Tree Shaking Like a Caveman

Published on

I recently did some refactoring for an app where Apple basically told me, "You need to let users see the app without logging in." I ended up removing most of the onboarding screens, and I'm sure I didn't do a fantastic job cleaning up unused components. Odds are I've left behind some orphaned components that are bloating the size of the app and providing no functionality. Let's fix that.

Mission: Write a script in go that helps us get rid of unused files by tree shaking.

What's tree shaking? MDN describes it:

Tree shaking is a term commonly used within a JavaScript context to describe the removal of dead code.

I guess the idea is that you shake the tree and dead branches fall to the ground. I'd like to write a script that looks at the entry point in a react native app and generates the list of all files that are eventually included. I can compare this list with what's actually present in the project directories to see what files are not actively being used, and delete those that aren't in use.

I'm going to call this doubtfire, because 1. Robin Williams titular character does some cleaning in the 90s classic Mrs. Doubtfire, 2. the movie is still good twenty-something years later, and 3. I imagine that doubtfire is a pretty uncommon name for packages.
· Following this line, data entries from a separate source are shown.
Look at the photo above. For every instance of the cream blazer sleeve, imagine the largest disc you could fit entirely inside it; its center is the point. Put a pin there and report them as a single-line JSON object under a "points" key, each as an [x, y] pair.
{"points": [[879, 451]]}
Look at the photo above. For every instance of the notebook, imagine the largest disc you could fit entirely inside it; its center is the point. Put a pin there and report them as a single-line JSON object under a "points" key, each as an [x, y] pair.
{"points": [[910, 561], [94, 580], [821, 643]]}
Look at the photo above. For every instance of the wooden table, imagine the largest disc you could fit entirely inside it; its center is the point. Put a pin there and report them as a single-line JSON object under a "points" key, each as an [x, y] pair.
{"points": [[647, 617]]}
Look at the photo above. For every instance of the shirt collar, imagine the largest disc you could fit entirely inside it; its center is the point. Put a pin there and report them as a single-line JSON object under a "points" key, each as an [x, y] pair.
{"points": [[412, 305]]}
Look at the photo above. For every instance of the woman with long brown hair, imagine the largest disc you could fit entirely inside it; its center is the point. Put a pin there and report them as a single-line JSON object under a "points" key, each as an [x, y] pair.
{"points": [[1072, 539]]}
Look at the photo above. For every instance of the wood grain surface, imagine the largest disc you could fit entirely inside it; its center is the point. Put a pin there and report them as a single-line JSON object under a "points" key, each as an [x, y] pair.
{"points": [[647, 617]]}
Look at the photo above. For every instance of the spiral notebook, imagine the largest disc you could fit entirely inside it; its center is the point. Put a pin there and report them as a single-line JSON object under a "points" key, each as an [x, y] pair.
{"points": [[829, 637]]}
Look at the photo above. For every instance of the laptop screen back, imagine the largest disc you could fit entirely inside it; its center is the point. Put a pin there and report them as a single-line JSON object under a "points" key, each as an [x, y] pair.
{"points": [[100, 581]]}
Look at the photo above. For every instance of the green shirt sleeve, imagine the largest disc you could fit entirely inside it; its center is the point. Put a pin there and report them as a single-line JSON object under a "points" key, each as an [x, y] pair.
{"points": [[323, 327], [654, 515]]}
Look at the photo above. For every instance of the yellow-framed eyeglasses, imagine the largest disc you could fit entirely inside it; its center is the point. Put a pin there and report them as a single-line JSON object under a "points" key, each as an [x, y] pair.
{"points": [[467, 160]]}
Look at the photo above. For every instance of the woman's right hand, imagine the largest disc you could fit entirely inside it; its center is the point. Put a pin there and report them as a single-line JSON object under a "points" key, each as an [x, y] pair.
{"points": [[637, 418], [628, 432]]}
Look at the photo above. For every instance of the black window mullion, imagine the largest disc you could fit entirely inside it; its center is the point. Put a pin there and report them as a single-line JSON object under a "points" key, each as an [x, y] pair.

I'm imagining that running the script looks like this:

$ go run doubtfire.go
Detecting package namespacing from package.json...
- Package named 'runner'
Recursing on App.js to map dependencies...
68 files included
Top level folders referenced: [navigation components reducers...]
Shaking those directories...
Found 6 unused files:
- navigation/Auth.js
- navigation/Signup.js
- navigation/Login.js
- components/Example.js
- components/foo/Bar.js
- reducers/Auth.js

> Do you want to remove these files?
Type "y" + enter to remove, anything else + enter to exit:
y
Deleting...
- navigation/Auth.js
- navigation/Signup.js
- navigation/Login.js
- components/Example.js
- components/foo/Bar.js
- reducers/Auth.js
Done!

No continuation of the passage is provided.